Do they arrive in Croke Park feeling diminished? "Oh God no," grins Colm Coyle. "There is that question mark over the goal, let's call a spade a spade -- it wasn't a goal. But there were incidents before as Eamonn O'Brien pointed out. These things happen in a game. Now I thought overall a draw would have been the fairer result. The Meath lads would have another day out to show their true colours."

In Dunboyne, the secretary of St Peter's, Brendan McNamee, found himself in an awkward position, being a Louth native. But he saw no argument. "People felt the Meath County Board and Meath players should not have become the focal point of making the decision. I think the people felt it (the win) was tarnished. But that the pressure should not have come on the board."

* * * * *

T HE Meath players have left the training field and Eamonn O'Brien appears at the rear of the stand. It seems like a good time to introduce oneself; evidently, he does not. Shaking his head when asked if it might be possible have a few words, he spells out that this is his "work place" -- the approach is an intrusion. He has a players' meeting to attend. Some efforts follow to explain that an ambush was not the intention. He offers his telephone number and suggests calling him the next day.

What follows the next day is a bland exchange of nothing-speak and stonewalling cliché. The Leinster final isn't discussed -- enough has been written about that he maintains: "What happened, happened, and we have moved on from it. The Leinster final is over and we are into the All-Ireland series. It's not relevant at this stage."

On the previous evening's encounter, he repeats that training is his "workplace" and that it would be natural for anyone to resent someone entering their workplace unannounced. I would myself, I am told. As was, no doubt, the intention, the Meath manager had nothing of any value to say.

They've had their fill of Louth and the Leinster final debacle and if nobody loves them then, well, they can't afford the time to care. Whatever happens against Kildare today, the summer's events won't be easily erased from the memory or avoid leaving some imprint on the Meath psyche. There are plenty of people in Meath who would have preferred if Seamus Kenny had put his late chance over the bar and taken the game to a replay rather than winning on those terms.

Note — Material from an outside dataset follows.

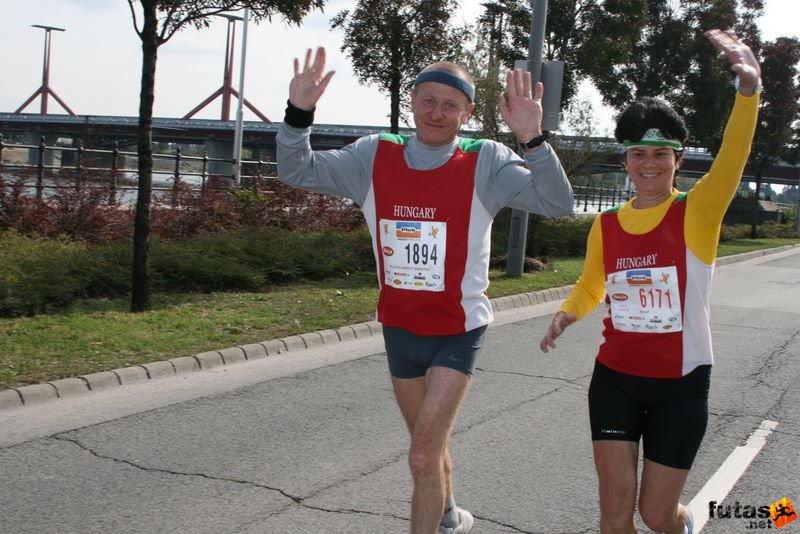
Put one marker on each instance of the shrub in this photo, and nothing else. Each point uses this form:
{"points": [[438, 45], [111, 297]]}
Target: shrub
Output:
{"points": [[39, 274], [47, 274]]}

Down at Skryne, the club secretary Michael Lynch texted his club's committee the day after the Leinster final to assess opinion in advance of that night's county board meeting. "Half said yes and half said no. There was a split. It should never have come down to the county board or the players."

Lynch was one of those leaning towards the rematch option. "Without doubt the gloss had been totally taken off it," he says. "I don't think it will be forgotten if the lads win on Sunday. Kildare is going to be a tough game. If they win I think it will be a bit of justification for getting to the quarter-finals. But people won't forget it.

"End of the day it was not of Meath's doing. People may look unfavourably when they did not give the replay. After the 1988 All-Ireland final against Cork, a bit of a siege mentality set in. It is kind of back again if you ask me. It's us against the rest."

Will it place a strain on the players? "I haven't spoken to Paddy (O'Rourke, the Meath reserve 'keeper) -- I know from my own experience of playing football, that it depends on the player. I think that display against Louth was way below par. I can't see them playing like that again."

Not a moment too soon, the time has come for football to do the talking.